一瞬「わっ」と驚くけれど、少ししてみればそれが手であることに気付き、すると自然と誰がしているかも想像がついた。



「……離してください」



冷めた言い方でその骨っぽい手の甲をぎゅっとつねる。

すると「いっ!」と痛そうな声とともに、いとも簡単に視界は開かれた。



呆れた顔で振り向けば、そこには、痛そうに右手をさする白衣を着たひとりの男性の姿がある。

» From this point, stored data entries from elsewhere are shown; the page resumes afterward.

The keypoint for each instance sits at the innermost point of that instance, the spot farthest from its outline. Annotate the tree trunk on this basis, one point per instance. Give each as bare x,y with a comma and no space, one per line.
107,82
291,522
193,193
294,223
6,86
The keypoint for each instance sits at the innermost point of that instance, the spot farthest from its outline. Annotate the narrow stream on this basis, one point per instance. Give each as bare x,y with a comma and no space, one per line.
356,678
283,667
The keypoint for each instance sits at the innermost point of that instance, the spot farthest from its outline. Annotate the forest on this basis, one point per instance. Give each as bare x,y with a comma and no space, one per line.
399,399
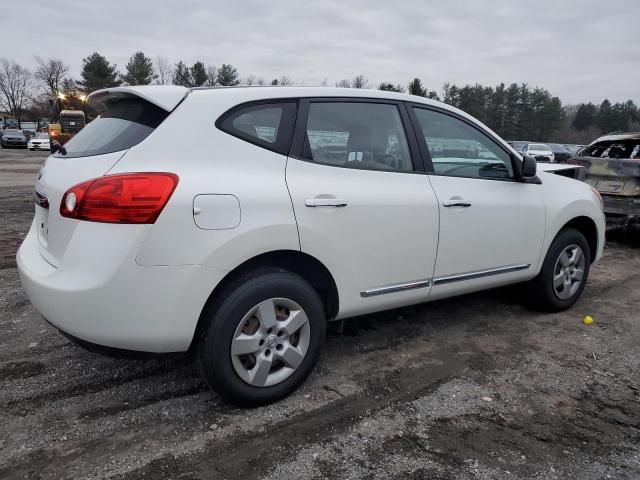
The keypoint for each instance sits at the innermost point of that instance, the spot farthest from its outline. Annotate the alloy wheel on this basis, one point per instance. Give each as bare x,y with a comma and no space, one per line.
568,272
270,342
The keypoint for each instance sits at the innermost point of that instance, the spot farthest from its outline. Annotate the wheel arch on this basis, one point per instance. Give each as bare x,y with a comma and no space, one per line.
588,228
303,264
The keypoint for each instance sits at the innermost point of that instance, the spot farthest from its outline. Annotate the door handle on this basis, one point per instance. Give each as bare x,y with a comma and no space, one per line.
325,202
459,202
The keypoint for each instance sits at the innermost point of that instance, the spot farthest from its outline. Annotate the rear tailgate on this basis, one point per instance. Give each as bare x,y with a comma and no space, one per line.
612,176
126,119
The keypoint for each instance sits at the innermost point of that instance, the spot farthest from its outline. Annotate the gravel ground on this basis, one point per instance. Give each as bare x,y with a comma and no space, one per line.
474,387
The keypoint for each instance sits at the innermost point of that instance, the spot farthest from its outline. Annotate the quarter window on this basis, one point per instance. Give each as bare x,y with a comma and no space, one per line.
357,135
459,150
269,125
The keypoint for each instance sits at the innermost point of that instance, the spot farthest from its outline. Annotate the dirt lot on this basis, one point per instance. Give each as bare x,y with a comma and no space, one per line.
474,387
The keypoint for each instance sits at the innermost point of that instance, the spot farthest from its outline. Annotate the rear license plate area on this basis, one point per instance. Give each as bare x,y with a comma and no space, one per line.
610,186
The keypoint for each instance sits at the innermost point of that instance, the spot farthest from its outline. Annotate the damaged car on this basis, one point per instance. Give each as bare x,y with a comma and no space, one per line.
613,169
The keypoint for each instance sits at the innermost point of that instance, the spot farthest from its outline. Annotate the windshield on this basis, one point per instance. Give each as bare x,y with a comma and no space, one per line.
125,123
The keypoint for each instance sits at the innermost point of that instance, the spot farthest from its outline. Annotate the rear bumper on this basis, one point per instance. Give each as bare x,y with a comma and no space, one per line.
622,211
115,302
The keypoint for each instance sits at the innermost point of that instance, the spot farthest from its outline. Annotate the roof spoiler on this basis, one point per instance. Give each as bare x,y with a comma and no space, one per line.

左で分けた、少し長めの茶色い髪。上下青いスクラブに身を包み、白衣を羽織った彼。

その胸元には『内科 真木梓』の名前と顔写真という名札が提げられている。



小さな顔に少したれ目がちな二重瞼。色素の薄い茶色の瞳と高めの鼻が、日本人離れした印象を感じさせる。

身長180センチはあるだろう、背の高い彼を見上げて、私は「はぁ」と眉間にシワを寄せた。



「真木先生、何度言えば分かるんですか。あなたの行為はセクハラです」

「セクハラだなんて失礼だな。俺は藤谷がかわいいからつい……」

「はいそういう発言もセクハラですー!」



ビシッと指差し指摘をする私に、彼は「なんでもセクハラかい」と苦笑いを見せる。